Trotz der wachsenden sozialen Spaltung ist kaum von einer Klassengesellschaft die Rede. Der 1. Mai als Tag der Arbeit ist der perfekte Zeitpunkt, sich dem Thema zu widmen und zu fragen: Wo bleibt das Klassenbewusstsein?
Der Soziologe Ulf Kadritzke erklärt im Deutschlandfunk Kultur, niemand spreche mehr von Klassen, stattdessen werde von Schichten, Kulturen, Milieus und Mentalitäten gesprochen. So werde auch die Jugend gar nicht mehr nach sozialen Kriterien aufgeschlüsselt, es heiße stattdessen einfach nur noch: die Jugend. "Und die Klasse ist einfach vergessen."

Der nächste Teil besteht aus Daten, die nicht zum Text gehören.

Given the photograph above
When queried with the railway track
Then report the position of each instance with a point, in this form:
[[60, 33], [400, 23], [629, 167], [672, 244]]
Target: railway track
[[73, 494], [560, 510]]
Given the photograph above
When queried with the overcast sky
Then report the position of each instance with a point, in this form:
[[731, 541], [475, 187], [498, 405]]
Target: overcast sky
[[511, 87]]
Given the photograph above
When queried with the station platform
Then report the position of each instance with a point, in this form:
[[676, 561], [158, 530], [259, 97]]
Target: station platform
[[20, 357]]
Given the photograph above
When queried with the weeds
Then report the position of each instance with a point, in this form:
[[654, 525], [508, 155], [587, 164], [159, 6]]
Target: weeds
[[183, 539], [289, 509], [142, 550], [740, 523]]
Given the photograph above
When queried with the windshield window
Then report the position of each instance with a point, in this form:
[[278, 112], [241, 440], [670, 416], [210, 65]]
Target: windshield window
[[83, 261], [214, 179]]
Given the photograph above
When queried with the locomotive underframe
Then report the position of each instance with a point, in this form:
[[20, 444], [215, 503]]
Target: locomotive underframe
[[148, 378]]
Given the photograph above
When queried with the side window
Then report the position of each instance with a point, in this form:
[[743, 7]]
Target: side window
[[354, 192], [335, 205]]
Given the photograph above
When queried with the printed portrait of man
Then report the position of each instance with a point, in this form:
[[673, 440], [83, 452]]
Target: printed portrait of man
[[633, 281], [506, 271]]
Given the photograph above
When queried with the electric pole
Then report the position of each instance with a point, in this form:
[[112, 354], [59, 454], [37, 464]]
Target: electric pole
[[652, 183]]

Dabei sei eine Klasse "eine Ansammlung von Menschen, die nach bestimmten, vor allem ökonomischen und sozialen Merkmalen zumindest ein gemeinsames Interesse entwickeln kann." Soziale Sicherheit, faire Entlohnung und gute Arbeitsbedingungen seien solche potentiell gemeinsamen Interessen, sagt Kadritzke.
Der deutsche Sozialstaat ist nur durch Kämpfe entstanden
Zur Klasse gehörten auch "die, die die Erfahrung gemacht haben, dass man sich das erkämpfen muss. Der deutsche Sozialstaat ist nur durch harte Klassenauseinandersetzungen und Kämpfe entstanden, das wird oft vergessen."
Man müsse auch heute noch von den arbeitenden Klassen reden. Diese seien aber in sich sehr stark differenziert, was aber auch eine Folge des modernen Kapitalismus sei, so Kadritzke. "Woher kommen denn die Scheinselbständigen? Woher kommen denn die Subcontracting-Konstruktionen, wo eine Baufirma in zweiter und dritter Linie neue Firmen einstellt, die keinen Mindestlohn bezahlen? Das sind alles Möglichkeiten, die in unseren Gesellschaften dem Kapital überlassen werden."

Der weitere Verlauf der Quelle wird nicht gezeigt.